1909 All England Badminton Championships

Tournament details
- Dates: 3 March 1909– 6 March 1909
- Edition: 11th
- Venue: London Rifle Brigade Drill Hall
- Location: 130 Bunhill Row, Islington, London
- Official website: All England Championships

= 1909 All England Badminton Championships =

The 1909 All England Badminton Championships was a badminton tournament held at the London Rifle Brigade Drill Hall, Islington, London, England, from March 3 to March 6, 1909.

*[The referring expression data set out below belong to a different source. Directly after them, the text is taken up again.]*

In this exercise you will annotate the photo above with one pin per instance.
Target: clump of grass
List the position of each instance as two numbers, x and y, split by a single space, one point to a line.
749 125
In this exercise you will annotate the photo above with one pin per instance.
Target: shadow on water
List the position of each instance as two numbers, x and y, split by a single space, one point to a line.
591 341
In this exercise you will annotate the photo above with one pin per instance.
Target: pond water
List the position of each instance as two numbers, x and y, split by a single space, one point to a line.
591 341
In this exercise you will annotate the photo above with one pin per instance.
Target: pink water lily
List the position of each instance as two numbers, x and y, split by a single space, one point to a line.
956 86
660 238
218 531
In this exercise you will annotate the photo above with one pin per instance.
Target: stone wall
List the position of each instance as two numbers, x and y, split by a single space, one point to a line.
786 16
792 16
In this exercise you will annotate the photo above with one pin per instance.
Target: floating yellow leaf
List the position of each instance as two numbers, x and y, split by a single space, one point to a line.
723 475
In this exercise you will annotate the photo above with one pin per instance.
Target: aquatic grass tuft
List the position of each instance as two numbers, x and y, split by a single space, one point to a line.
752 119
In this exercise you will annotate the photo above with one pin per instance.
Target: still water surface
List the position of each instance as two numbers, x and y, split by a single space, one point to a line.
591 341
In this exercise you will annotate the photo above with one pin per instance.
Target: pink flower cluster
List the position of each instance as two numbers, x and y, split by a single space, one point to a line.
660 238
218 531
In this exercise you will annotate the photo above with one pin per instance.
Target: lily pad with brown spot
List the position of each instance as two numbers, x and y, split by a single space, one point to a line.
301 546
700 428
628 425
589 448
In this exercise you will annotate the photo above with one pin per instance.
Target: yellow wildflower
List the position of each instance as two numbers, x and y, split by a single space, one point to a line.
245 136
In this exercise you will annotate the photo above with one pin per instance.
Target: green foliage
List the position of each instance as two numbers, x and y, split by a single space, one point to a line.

Meriel Lucas won a fifth Championship women's singles title and a ninth women's doubles title to take her total to 15 Championship titles. Frank Chesterton won the men's singles and doubles.

==Final results==

| Category | Winners | Runners-up | Score |
|---|---|---|---|
| Men's singles | ENG Frank Chesterton | ENG Henry Marrett | 15-8 8-15 15-10 |
| Women's singles | ENG Meriel Lucas | ENG Lavinia Radeglia | 11-3 11-5 |
| Men's doubles | ENG Frank Chesterton & Albert Prebble | ENG Sir George Thomas & Henry Marrett | 15-6 3-15 15-7 |
| Women's doubles | ENG Meriel Lucas & G. L. Murray | ENG Alice Gowenlock & Dorothy Cundall | 15-3 9-15 15-6 |
| Mixed doubles | ENG Albert Prebble & Dora Boothby | ENG Frank Chesterton & Meriel Lucas | 15-9 18-17 |

==Men's singles==
There was only one first round match between G. T. Crombie & S. Ziffo in which Crombie received a walkover.

==Women's singles==
The first round consisted of just one match in which Lavinia Radeglia defeated Alice Gowenlock 11-9 13-12

==Mixed doubles==
The first round consisted of just one match in which Edward Hawthorn & C. K. Petersen defeated W. D. Bayne & Miss Radley 15-7, 15-13.